Working memory is a single markdown document the agent maintains across turns — preferences, goals, standing instructions.

Each turn:

1. WorkingMemoryStore.load() → splice as [Working memory]\n<doc>
2. After the turn, a background LM updater rewrites the doc from prior content + new messages + optional template

The built-in remember(note) tool appends bullets under ## Notes (configurable via note_section).

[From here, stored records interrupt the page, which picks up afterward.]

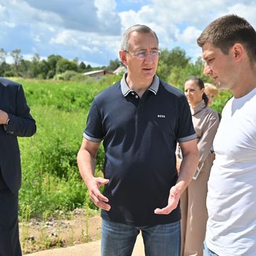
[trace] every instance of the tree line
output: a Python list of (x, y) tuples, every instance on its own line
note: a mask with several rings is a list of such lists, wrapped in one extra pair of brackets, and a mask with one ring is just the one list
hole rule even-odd
[[(78, 58), (70, 60), (60, 55), (52, 54), (46, 59), (41, 59), (38, 53), (35, 53), (31, 60), (24, 60), (20, 49), (10, 53), (13, 59), (11, 64), (6, 61), (8, 53), (0, 49), (0, 76), (22, 77), (24, 78), (52, 79), (61, 78), (62, 74), (69, 72), (68, 78), (75, 74), (80, 74), (97, 69), (113, 71), (122, 65), (118, 59), (111, 60), (107, 66), (92, 68), (84, 62), (79, 62)], [(203, 75), (203, 62), (198, 58), (193, 63), (191, 58), (184, 50), (176, 47), (171, 50), (161, 49), (161, 55), (157, 70), (158, 76), (180, 89), (186, 79), (191, 75), (197, 75), (205, 82), (210, 82), (210, 78)], [(65, 78), (62, 78), (60, 79)]]

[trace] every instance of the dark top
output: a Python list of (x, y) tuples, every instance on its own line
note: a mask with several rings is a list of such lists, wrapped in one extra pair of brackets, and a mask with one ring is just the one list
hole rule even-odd
[(103, 193), (111, 210), (102, 217), (137, 226), (178, 221), (179, 207), (169, 215), (154, 210), (166, 206), (176, 183), (177, 141), (196, 139), (187, 100), (157, 77), (140, 99), (124, 78), (95, 98), (84, 133), (103, 139), (103, 172), (110, 180)]
[(10, 118), (8, 125), (0, 124), (0, 171), (9, 189), (16, 193), (21, 182), (17, 137), (30, 137), (36, 130), (21, 85), (0, 78), (0, 110)]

Default scope is "resource" so a user profile pools across threads when you pass the same resourceId.

Relevance filter

MemoryRelevanceFilter runs a cheap background LM before each foreground turn to score which observation/reflection blocks and working-memory ## sections are relevant to the new user query. It reduces noise for multi-domain agents with large memory prefixes.

Configure on Maniac:

const app = new Maniac({
  memory,
  memoryRelevanceFilter: {
    model: cheapModel,
    min_chars_to_filter: 2000,   // skip LM when candidate body is smaller
    filter_observations: true,    // obs + reflection blocks
    filter_working_memory: true,  // WM sections by ## headers
    keep_when_empty: true,        // fail-open: keep unfiltered if LM drops all
    instructions: "Optional override for the scorer system prompt"
  }
});

Behavior

• parseMemoryPrefix() decomposes the prefix into block ids (wm.0, obs.2, ref.1, …)
• The scorer LM returns {"keep": ["wm.0", "obs.2", ...]}
• Fail-open: LM or parse errors return the unfiltered prefix and emit a memory_filter_error trace event
• If the LM drops every block and keep_when_empty is true, the unfiltered prefix is kept

Conversation history is never filtered — only [Active observations], [Reflections], and [Working memory] blocks.

Trace events

Filter runs emit tracer events (kind memory) you can surface in UIs or export via OTelTracer. An optional onComplete callback receives a MemoryFilterSummary.

Layering diagram

flowchart TB
  CS[ConversationStore] --> OB[ObservationBuffer]
  OS[ObservationStore] --> OB
  WM[WorkingMemoryStore] --> WMR[WorkingMemoryRunner]
  OB --> prefix[prefixMessages]
  WMR --> prefix
  prefix --> MRF[MemoryRelevanceFilter]
  MRF --> run[runAgent foreground]
  CS --> run

Honcho interaction

Do not enable both HonchoMemory and observationalMemory — Honcho already compacts session context and the SDK logs a warning when both are configured.